剛一落座,熟悉的身影便從玻璃外快步走過,那頭鄭越欽剛看習慣的短發一下就吸引了他的註意,立即伸手拉開衣袖確認了此刻時間,又反覆回看了他們聊天記錄。

王閱杭比約定的稍微晚了一點,匆匆忙忙推開消防門時,林琴南已經在寫字樓後面的吸煙處吹了一會兒穿堂風,正有些著急地確認手機屏幕。

“密碼解了,我沒看裏面的內容,你插上電腦就能打開。”

“好,謝謝,今天我時間比較緊,下次再約。”

王閱杭扶了扶墨鏡道:“沒事,如果是很重要的東西就不要上傳網盤了。”

林琴南感激地點點頭,又問:“你做好醫療鑒定了嗎?”

“嗯,過兩天就能拿到結果。
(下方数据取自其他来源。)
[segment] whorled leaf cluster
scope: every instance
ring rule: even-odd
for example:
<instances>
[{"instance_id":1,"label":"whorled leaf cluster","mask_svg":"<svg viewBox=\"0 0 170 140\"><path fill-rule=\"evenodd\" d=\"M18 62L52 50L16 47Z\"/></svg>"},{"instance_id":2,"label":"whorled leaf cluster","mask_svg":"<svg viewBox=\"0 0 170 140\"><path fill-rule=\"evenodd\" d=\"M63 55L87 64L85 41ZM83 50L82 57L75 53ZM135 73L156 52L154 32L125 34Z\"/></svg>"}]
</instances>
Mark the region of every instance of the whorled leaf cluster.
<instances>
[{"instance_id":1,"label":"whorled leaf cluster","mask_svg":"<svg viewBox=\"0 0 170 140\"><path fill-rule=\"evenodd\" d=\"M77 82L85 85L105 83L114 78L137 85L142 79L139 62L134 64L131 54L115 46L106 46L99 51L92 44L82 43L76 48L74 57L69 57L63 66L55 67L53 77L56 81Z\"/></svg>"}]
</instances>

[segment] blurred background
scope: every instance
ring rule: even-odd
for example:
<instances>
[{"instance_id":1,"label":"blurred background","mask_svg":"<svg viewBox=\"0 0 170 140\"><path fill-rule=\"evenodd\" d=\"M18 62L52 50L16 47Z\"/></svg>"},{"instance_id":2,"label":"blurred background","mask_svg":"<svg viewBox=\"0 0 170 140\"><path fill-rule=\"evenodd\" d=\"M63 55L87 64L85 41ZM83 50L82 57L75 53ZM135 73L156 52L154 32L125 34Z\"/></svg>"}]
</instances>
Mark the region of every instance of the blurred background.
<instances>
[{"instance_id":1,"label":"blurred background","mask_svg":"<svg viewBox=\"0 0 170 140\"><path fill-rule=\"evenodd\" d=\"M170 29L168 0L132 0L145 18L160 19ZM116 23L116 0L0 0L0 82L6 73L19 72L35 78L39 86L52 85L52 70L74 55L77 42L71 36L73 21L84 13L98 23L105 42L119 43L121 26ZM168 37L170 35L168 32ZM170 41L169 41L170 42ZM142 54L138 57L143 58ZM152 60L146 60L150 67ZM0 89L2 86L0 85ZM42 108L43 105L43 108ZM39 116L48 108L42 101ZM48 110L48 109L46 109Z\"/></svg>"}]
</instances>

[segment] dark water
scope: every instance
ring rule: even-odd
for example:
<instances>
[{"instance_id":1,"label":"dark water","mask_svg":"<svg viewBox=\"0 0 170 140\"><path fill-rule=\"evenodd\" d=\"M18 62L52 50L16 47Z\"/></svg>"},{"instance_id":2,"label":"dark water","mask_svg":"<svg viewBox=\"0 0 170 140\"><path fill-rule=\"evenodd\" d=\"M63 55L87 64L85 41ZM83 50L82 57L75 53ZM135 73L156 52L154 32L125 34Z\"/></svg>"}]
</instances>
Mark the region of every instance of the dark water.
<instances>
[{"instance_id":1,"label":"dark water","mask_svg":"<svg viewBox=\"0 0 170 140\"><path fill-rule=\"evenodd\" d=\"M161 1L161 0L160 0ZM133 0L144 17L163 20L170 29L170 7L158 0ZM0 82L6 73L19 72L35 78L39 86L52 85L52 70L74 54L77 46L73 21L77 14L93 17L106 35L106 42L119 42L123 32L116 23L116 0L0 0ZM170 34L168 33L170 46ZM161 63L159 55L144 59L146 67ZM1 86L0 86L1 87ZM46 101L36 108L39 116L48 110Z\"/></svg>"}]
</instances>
”

“對了,那個醫生我會再拜托一下我朋友,看看能不能往前約一點。”

“麻煩你了。”久違的,林琴南在王閱杭露出的下半張臉上看出一絲笑意。

“保持聯系。”

拿到東西,林琴南迅速搭了車往火車站趕,堵車的功夫,她拿出電腦,插上硬盤。

光標轉了幾圈,密密麻麻的文件鋪陳開來,眾多轉賬記錄和錄音文件。

數額極其龐大,在不同賬戶間多次迂回的資金流動。

林琴南明白,即便這些轉賬記錄已被查獲,剩餘的錄音也絕對是世上僅有的存在。來不及細聽,已經到達目的地。她把硬盤放在最裏面的夾層,收拾好東西下了車。
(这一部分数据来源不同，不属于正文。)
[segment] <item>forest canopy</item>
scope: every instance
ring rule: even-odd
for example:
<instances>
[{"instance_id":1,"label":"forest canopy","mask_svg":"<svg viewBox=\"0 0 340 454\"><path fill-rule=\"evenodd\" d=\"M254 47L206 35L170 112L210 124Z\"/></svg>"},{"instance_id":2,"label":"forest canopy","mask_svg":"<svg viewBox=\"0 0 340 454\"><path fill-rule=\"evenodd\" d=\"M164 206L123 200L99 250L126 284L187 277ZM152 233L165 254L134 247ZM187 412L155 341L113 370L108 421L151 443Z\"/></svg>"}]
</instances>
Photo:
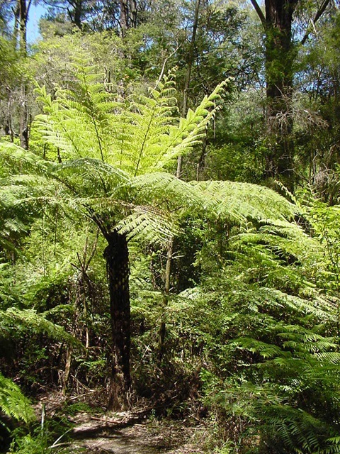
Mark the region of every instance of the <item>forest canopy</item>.
<instances>
[{"instance_id":1,"label":"forest canopy","mask_svg":"<svg viewBox=\"0 0 340 454\"><path fill-rule=\"evenodd\" d=\"M339 32L335 0L0 0L0 452L76 452L74 402L340 450Z\"/></svg>"}]
</instances>

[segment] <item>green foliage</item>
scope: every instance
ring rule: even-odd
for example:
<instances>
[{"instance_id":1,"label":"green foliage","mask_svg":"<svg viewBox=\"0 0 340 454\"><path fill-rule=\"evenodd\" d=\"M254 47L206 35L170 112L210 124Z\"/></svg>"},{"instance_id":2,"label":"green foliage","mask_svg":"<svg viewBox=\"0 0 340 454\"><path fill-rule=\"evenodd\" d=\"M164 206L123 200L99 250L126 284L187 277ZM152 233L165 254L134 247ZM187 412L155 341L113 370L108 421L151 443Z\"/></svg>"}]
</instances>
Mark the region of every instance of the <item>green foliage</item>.
<instances>
[{"instance_id":1,"label":"green foliage","mask_svg":"<svg viewBox=\"0 0 340 454\"><path fill-rule=\"evenodd\" d=\"M1 373L0 409L4 414L26 423L35 419L30 401L12 380L5 378Z\"/></svg>"}]
</instances>

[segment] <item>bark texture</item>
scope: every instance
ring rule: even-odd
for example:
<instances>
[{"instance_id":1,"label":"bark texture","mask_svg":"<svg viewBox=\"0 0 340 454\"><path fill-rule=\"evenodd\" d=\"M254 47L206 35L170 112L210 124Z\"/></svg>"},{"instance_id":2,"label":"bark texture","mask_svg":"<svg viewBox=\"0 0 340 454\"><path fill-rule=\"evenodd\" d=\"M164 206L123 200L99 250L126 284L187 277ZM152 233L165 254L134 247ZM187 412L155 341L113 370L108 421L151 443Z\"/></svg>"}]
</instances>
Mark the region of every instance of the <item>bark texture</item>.
<instances>
[{"instance_id":1,"label":"bark texture","mask_svg":"<svg viewBox=\"0 0 340 454\"><path fill-rule=\"evenodd\" d=\"M266 0L267 125L271 137L266 173L294 187L292 95L295 46L293 15L299 0Z\"/></svg>"},{"instance_id":2,"label":"bark texture","mask_svg":"<svg viewBox=\"0 0 340 454\"><path fill-rule=\"evenodd\" d=\"M112 374L108 405L110 409L130 406L130 306L129 253L125 235L113 232L104 250L110 292L112 330Z\"/></svg>"}]
</instances>

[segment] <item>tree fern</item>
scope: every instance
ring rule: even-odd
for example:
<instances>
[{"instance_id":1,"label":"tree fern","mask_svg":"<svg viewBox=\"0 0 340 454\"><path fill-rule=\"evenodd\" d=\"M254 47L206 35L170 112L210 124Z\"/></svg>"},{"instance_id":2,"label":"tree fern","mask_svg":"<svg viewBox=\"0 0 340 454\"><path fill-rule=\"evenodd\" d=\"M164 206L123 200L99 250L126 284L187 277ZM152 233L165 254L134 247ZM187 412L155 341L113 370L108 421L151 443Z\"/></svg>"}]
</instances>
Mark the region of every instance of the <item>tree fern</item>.
<instances>
[{"instance_id":1,"label":"tree fern","mask_svg":"<svg viewBox=\"0 0 340 454\"><path fill-rule=\"evenodd\" d=\"M0 373L0 409L8 416L28 423L35 419L30 401L20 388Z\"/></svg>"}]
</instances>

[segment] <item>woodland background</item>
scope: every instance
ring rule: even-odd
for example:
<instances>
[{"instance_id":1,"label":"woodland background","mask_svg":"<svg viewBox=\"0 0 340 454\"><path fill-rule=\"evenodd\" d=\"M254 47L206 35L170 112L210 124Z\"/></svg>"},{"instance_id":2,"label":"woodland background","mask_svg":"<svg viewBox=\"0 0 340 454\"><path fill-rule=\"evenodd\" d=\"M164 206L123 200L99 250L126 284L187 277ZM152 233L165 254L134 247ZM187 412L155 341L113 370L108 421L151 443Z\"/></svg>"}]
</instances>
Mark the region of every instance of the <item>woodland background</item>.
<instances>
[{"instance_id":1,"label":"woodland background","mask_svg":"<svg viewBox=\"0 0 340 454\"><path fill-rule=\"evenodd\" d=\"M31 43L0 0L2 452L50 452L52 392L339 452L339 4L35 3Z\"/></svg>"}]
</instances>

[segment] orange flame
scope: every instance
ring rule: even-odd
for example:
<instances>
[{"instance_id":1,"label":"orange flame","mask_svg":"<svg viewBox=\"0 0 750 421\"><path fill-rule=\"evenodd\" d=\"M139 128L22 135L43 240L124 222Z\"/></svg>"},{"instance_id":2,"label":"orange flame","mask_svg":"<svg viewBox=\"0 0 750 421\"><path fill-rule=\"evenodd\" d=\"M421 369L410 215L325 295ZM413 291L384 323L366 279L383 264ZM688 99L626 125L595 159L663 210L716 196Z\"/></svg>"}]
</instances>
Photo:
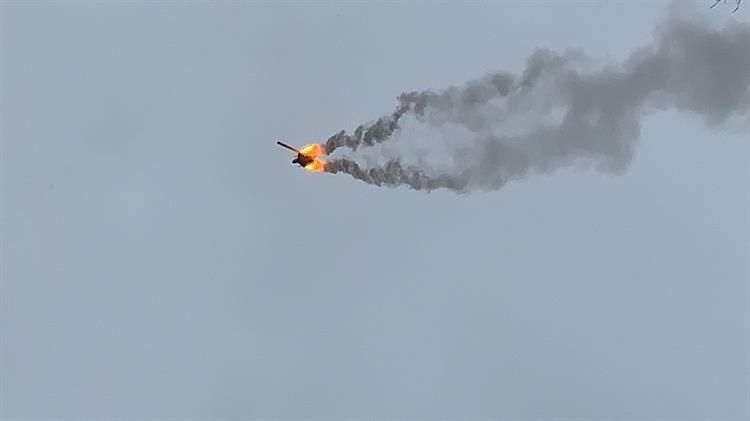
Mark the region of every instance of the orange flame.
<instances>
[{"instance_id":1,"label":"orange flame","mask_svg":"<svg viewBox=\"0 0 750 421\"><path fill-rule=\"evenodd\" d=\"M323 145L311 143L299 148L299 152L302 155L313 159L312 162L305 165L306 170L313 172L321 172L325 170L326 162L320 158L321 156L326 156L326 151L325 148L323 148Z\"/></svg>"}]
</instances>

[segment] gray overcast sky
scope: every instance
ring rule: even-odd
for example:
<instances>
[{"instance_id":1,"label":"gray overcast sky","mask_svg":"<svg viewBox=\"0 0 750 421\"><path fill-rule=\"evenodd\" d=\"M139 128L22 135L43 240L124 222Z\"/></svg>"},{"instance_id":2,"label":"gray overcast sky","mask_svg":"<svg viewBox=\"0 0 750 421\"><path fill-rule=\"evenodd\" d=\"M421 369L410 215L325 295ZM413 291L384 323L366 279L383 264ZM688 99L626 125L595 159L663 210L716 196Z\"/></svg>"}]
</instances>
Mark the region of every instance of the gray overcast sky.
<instances>
[{"instance_id":1,"label":"gray overcast sky","mask_svg":"<svg viewBox=\"0 0 750 421\"><path fill-rule=\"evenodd\" d=\"M1 3L0 417L747 419L746 128L467 195L273 143L665 8Z\"/></svg>"}]
</instances>

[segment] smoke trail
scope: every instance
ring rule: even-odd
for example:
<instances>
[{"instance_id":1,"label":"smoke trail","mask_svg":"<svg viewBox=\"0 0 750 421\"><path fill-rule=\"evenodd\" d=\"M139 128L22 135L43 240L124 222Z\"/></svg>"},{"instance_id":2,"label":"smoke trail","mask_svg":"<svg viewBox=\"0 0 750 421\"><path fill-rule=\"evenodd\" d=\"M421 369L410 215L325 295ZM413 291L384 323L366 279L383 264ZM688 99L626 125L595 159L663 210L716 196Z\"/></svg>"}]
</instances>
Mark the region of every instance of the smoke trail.
<instances>
[{"instance_id":1,"label":"smoke trail","mask_svg":"<svg viewBox=\"0 0 750 421\"><path fill-rule=\"evenodd\" d=\"M750 25L711 29L668 18L654 42L621 64L597 65L583 52L538 49L520 75L499 72L439 92L407 92L388 116L339 132L330 152L392 139L406 116L437 129L453 167L433 171L391 159L364 169L331 157L326 171L366 183L418 190L492 190L530 173L580 162L620 173L629 165L640 119L660 109L701 116L715 126L750 109ZM450 134L448 134L450 133Z\"/></svg>"}]
</instances>

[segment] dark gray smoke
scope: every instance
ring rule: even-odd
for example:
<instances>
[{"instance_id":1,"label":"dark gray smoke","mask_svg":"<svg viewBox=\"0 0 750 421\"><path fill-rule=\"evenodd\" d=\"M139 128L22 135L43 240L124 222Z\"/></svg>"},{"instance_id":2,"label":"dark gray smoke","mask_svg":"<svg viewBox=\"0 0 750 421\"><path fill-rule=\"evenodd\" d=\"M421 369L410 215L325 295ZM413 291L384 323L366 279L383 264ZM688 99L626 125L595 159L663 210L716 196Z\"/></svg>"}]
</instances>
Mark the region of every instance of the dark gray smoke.
<instances>
[{"instance_id":1,"label":"dark gray smoke","mask_svg":"<svg viewBox=\"0 0 750 421\"><path fill-rule=\"evenodd\" d=\"M520 75L499 72L439 92L407 92L391 115L337 133L325 146L370 147L400 130L406 116L442 130L453 167L434 171L391 159L362 168L331 157L326 171L418 190L492 190L529 173L580 162L619 173L633 157L640 120L660 109L700 116L713 127L750 109L750 25L711 29L668 19L652 45L620 64L596 65L583 52L539 49ZM450 129L450 130L448 130ZM450 134L448 134L448 132Z\"/></svg>"}]
</instances>

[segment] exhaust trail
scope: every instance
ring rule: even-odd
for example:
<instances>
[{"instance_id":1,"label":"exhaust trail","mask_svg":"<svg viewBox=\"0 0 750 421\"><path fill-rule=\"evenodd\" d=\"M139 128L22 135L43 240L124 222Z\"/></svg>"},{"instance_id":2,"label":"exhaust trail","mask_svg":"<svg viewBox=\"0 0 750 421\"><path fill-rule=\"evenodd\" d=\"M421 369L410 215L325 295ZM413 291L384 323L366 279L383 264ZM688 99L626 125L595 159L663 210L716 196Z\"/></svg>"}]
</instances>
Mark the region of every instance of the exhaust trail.
<instances>
[{"instance_id":1,"label":"exhaust trail","mask_svg":"<svg viewBox=\"0 0 750 421\"><path fill-rule=\"evenodd\" d=\"M430 142L450 154L436 170L394 157L366 166L329 156L325 171L369 184L456 192L494 190L511 180L560 167L594 164L622 173L640 137L640 120L676 109L715 127L750 110L750 25L722 28L667 17L650 45L621 63L600 64L583 51L537 49L520 74L497 72L442 91L405 92L390 115L336 133L333 153L368 150L399 138L406 118L429 128ZM434 134L437 133L437 134Z\"/></svg>"}]
</instances>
鄭越欽的車停在昨天的老地方,打著雙閃,林琴南像往常一樣上車,系好安全帶。

車裏播著伍佰的《夏夜晚風》,溫柔的旋律柔和著車裏的空氣,氣氛卻凝滯。

林琴南側頭看了看鄭越欽,他輪廓立體的側臉籠著一圈車流燈光,緊抿著嘴唇不發一言。

“今天……很累嗎?”她率先探問。

他搖頭,細長的手指攬住她的後頸,把她拉近一些,輕聲問:“你累嗎?”

“我還好。”林琴南沈著了表情,試圖與他對視,那雙眼睛銳利又疲倦,像是能洞察一切。

鄭越欽又問:“夏律師說你下午不太舒服,是哪裏不舒服?”

“中午吃多了,消化不良。”

他聽到這個回答,將眼前人細看一番,只說:“那晚飯少吃點,我有個飯局,晚點回來。”

說罷松開手,啟動了車。

這讓林琴南想起第一次見到鄭越欽的場面,也是這樣的位置,他像是在關心又像是無所謂,淡淡然推動著對話,卻讓她感到微妙的膽怯。

“其實……我今天……”猶猶豫豫,似要坦白。

鄭越欽微微側目,安靜等著下文。

“在司法拍賣的房源裏看到一間房還不錯。”沒了後話。

他收回目光,不帶情緒:“那種房子風水多半不好,最好別買。”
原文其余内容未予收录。